Ramadan, l’hygiène du corps et de l’esprit

« Si tu n’espères pas l’inespéré, tu ne le trouveras pas »

Héraclite

Le mois de Ramadan ouvre une séquence toujours chargée d’insolite dans la configuration du quotidien. Certes, c’est un rituel porté par une dimension sacrée immuable qui en fait un moment de grande ferveur religieuse ; mais la religion n’est jamais un acte « gratuit », coupé de son environnement social et culturel. Elle prolonge  toujours d’une manière ou d’une autre ce qui nourrit l’horizon d’attente des croyants. Ce mois est, non seulement un geste inscrit dans l’ordre sacré où les signes de religiosité bénéficient d’une visibilité exceptionnelle,  mais c’est une visibilité socialisée, sommes-nous tentés de dire.

Dans la tradition marocaine, on peut même parler d’une certaine spécificité qui renvoie à la fusion du sacré et du profane ; fusion illustrée par les délices de la table du ftour et par l’expression galvaudée en ce mois, « Ramadan karim », Ramadan mois généreux ; la générosité étant ici comprise dans son sens large, celui du don qui inclut le recevoir. Autant la pratique religieuse envahit l’espace publique, autant elle  est portée par une soif de vie, par un désir de voir, de lire et de connaître. La rue ramadanienne est emblématique de cette métamorphose du moi social. Elle est d’abord duale ; celle du jour et celle de la nuit. Toute la journée semble être tendue vers ce moment crucial de la rupture du jeûne. Tendu est souvent à prendre au double sens du mot y compris dans sa dimension psychologique. Une tension qui se convertit comme dans une histoire de fée en une convivialité généralisée qui marque les relations sociales. La nuit s’offre alors à un commerce des sens.

Plusieurs indicateurs concordent pour dire aussi que c’est le mois où la lecture  retrouve ses droits. La consommation des signes culturels est en effet importante pendant cette période : la télévision notamment devient un objet de prédilection. La presse écrite adopte des formules appropriées pour répondre à une demande accrue en matière de diversité rédactionnelle. On retrouve aussi des expositions de livres, des conférences, des concerts… Chaque mois de Ramadan offre la possibilité de cette pause spirituelle propice au débat, à l’Ijtihad. Des publications de fond sont éditées, des théories sont débattues, des monographies sont mises à jour. Les réseaux sociaux prennent une autre coloration au niveau iconique et scriptural.
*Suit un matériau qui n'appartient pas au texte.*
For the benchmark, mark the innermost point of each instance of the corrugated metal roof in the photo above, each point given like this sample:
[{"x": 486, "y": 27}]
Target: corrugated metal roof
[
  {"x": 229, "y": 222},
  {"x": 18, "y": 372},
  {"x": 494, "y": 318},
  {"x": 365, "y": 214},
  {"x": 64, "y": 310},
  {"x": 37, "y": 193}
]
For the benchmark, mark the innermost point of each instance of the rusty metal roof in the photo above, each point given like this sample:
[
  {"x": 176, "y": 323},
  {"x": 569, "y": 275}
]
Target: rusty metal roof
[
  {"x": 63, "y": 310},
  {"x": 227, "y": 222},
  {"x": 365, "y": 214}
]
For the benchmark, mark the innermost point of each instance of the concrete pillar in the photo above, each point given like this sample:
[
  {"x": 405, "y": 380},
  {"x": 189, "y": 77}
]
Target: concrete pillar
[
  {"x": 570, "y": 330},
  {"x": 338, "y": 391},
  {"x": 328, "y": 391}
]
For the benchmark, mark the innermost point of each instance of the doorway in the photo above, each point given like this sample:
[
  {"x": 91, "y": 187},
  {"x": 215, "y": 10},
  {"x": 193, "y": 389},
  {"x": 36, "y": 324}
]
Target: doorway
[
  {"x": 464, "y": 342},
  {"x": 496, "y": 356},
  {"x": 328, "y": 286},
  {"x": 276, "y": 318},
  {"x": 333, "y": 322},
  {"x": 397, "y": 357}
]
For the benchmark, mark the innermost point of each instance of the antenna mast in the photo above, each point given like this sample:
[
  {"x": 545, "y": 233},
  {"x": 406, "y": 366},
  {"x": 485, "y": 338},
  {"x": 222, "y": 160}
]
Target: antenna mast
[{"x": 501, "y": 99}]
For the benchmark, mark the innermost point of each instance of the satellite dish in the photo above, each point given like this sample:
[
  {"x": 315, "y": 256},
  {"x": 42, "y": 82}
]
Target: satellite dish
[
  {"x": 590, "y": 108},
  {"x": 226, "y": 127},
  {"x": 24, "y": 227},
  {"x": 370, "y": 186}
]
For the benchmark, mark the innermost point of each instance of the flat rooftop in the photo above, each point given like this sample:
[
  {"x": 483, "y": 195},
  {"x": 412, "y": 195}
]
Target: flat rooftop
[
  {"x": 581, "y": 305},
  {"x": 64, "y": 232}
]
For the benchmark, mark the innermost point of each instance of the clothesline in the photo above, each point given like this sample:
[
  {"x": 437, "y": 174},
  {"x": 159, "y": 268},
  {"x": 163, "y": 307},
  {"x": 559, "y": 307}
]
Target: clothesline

On peut dire alors, avec toutes les précautions de rigueur, que la pensée est retrouvée. On ose espérer que ces retrouvailles donneront l’occasion à une introspection, à un échange utile et fructueux sur l’état de la pensée aujourd’hui dans la sphère culturelle qui se nourrit de la tradition islamique. Des intellectuels ont pris le devant pour appeler, entre autres, à une attitude intellectuelle critique pour libérer la pensée des pesanteurs de la mythologie historique. Il est temps de penser la pensée pour libérer nos sociétés de  » l’arrogance de l’ignorance institutionnalisée  » pour citer feu Mohamed  Arkoun qui rappelle avec pertinence  qu’un nombre impressionnant d’acteurs sans formation scientifique, ni culture religieuse, s’autorisent à intervenir avec une arrogance proportionnelle à leur ignorance, pour satisfaire à l’obligation qui incombe à chaque musulman de  » commander le bien et corriger le mal « .

L’idée formulée dans l’hypothèse d’une pensée repensée est le rétablissement de l’esprit critique dans notre paysage intellectuel ; une façon d’être conforme avec l’esprit du mois sacré visant à la protection de l’hygiène spirituelle de l’âme.